Corbyn's not Wilson- he's Thatcher

Forget minority governments, and forget opposition. An Attlee 1945 style revolution is there if we want it and if we fight for it. The times are a changing

Whenever an odd political scenario occurs, many people often refer back to the history books for guidance. Often too, there is attempts to make, sometimes lazy analogies to the past that seem to resemble the present.

The current snap election and subsequent hung parliament is being compared to the 1974 election that resulted in Harold Wilson’s return to power. Many predict a similar rise for Jeremy Corbyn.

However, the truth is, though the late 70s was a beginning of a revolution, it wasn’t Wilson’s, it was Thatcher’s.

Wilson and Heath battled for power for over decade, in the dying years of the post war social democratic consensus. Corbyn has unlike Wilson, not come from the mainstream but from out of nowhere.

Back to the 70s, when Heath was defeated and Wilson eventually gained a majority, Labour tried to sustain a crumbling government. Yet inflation was out of control and crucially IMF imposed cuts lead to strikes and parliament threw out Callaghan’s government with a motion of no confidence.

Waiting in the wings was a radical. A little known member of parliament who didn’t pander to any “consensus”, who had beliefs, an ideology and a vision. Originally the party feared their rise as they regarded them as “too extreme”. Yet the rest of the political classes were lacking ideas and taking such lukewarm stances at what was clearly a turning point.

Thatcher’s rise went complete against the political conventional wisdom of the time. She not only returned her party to office but crucially, to power. Office and power are used exchangeablely but they are not the same thing. Battling over who manages the accepted political consensus is one thing, but to actually make your own is another.
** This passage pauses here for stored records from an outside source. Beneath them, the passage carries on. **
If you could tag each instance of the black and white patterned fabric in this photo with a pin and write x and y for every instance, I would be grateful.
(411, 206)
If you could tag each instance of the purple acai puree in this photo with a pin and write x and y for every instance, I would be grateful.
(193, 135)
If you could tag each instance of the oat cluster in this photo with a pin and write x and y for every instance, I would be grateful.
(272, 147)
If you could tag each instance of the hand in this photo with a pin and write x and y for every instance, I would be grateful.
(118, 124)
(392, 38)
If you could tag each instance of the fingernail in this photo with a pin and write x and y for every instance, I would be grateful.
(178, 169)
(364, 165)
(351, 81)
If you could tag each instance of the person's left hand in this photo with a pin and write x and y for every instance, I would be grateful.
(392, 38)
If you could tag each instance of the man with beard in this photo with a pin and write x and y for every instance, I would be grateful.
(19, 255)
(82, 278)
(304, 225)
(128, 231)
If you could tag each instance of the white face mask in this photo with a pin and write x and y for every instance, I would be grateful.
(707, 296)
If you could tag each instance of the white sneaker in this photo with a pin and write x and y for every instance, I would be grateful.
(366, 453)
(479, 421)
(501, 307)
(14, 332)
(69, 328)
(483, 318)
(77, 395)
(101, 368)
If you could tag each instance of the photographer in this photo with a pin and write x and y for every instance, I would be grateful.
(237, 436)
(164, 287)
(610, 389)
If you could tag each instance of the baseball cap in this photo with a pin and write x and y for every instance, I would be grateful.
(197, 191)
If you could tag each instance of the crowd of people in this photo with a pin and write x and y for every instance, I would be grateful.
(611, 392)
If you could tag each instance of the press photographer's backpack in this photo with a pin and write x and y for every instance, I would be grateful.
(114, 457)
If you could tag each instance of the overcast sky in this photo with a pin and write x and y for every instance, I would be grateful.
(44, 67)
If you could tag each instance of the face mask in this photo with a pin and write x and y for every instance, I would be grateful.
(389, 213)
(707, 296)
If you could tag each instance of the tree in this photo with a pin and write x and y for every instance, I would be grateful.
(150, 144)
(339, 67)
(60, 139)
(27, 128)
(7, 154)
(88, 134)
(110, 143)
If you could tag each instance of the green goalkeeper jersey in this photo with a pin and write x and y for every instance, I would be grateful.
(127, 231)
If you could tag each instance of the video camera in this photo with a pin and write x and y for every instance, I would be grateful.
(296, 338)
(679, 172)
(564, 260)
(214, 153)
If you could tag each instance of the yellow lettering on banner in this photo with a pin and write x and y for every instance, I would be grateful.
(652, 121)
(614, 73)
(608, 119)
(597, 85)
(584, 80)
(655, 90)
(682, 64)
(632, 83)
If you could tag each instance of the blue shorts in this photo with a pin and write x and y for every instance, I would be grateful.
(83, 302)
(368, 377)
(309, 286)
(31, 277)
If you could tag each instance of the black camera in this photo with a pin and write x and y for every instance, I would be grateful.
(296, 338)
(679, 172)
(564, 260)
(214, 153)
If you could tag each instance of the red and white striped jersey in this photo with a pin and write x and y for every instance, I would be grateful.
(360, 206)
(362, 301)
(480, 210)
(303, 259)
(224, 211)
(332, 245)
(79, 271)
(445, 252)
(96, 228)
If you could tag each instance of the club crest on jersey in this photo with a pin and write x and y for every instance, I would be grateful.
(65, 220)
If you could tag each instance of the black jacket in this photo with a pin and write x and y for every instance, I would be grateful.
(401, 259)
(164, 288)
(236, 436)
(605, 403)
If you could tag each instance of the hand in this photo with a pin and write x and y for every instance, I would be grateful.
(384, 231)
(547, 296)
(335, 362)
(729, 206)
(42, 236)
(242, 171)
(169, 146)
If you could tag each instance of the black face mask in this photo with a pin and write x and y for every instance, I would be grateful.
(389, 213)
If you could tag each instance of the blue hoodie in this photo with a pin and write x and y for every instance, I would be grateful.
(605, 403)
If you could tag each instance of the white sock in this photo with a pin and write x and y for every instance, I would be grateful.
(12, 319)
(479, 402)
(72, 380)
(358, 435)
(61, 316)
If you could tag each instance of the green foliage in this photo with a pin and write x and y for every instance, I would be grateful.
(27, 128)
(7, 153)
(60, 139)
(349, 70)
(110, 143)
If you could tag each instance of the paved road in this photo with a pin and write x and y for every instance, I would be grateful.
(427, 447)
Thatcher in 1979, as Attlee did in 1945 did, re-wrote the rules of politics. If you are brave enough to put your own politics forward,  you can change everything. After Thatcher’s rise the Labour party fell apart. It quite literally split itself into two with the SDP defection and after this helped Thatcher smash Foot, Labour spent the next two decades falling over itself to give up ground to Thatcher in order to gain power. Her once extreme ideas became common sense in just a few years.

Labour leader Neil Kinnock adopted Thatcher’s right to buy and refused to join the miners on the picket lines, because Thatcher had blew Labour away and they had no response. Eventually Labour were returned to office in 1997, but much like the Heath governments they weren’t in power. They had to accept the majority of Thatcher’s ideas, expanding not reducing privatisation, abandoning common ownership and selling its soul to the likes of Rupert Murdoch to get into office so it could operate within the consensus set. New Labour was able to ensure increases in public expenditure and policies like the minimum wage which can’t be dismissed. But they did not win the hearts and minds of the people, they did not change the terms of debate.

In defense of the New Labour project, it’s not difficult to see why they went down the road they did and Labour shouldn’t be scared to be both proud and critical about period. It did however have its day and was itself rejected.

When the Conservatives returned to power they capitalised on a crash of Thatcher-Blair deregulation’s making and attacked the only thing we’d been able to to win back, public expenditure.

Now after 7 years of this the consensus is crumbling and this time it’s crumbling across the whole world.

But our country’s mainstream Blairite style social democratic party didn’t suffer the fate of those on the continent. It was rescued by another unelectable racial, who said what he believed in and not what the spin doctors wrote for him.

Thatcher shifted what the intellectualls call the “Overton window” and clearly Jeremy Corbyn has just done that. Thatcher said herself she was out to change the soul if the British people, not just get the votes. Very sadly she did, but we can now win them back and change them not into Thatcher’s vision of a rate race but our vision of new just and free society.

Labour is now on the rise and the Thatcherite consensus is there for the taking. Already the Tories are taking of diluting their policies and adopting Labour’s in fear of Corbyn. UKIP barley held even a few parliamentary offices but they had immense power as there existence forced Cameron’s referendum. They changed the direction of the British politics.

Now is Labour’s chance to do the same. Forget minority governments, and forget opposition. An Attlee 1945 style revolution is there if we want it and if we fight for it. The times are a changing.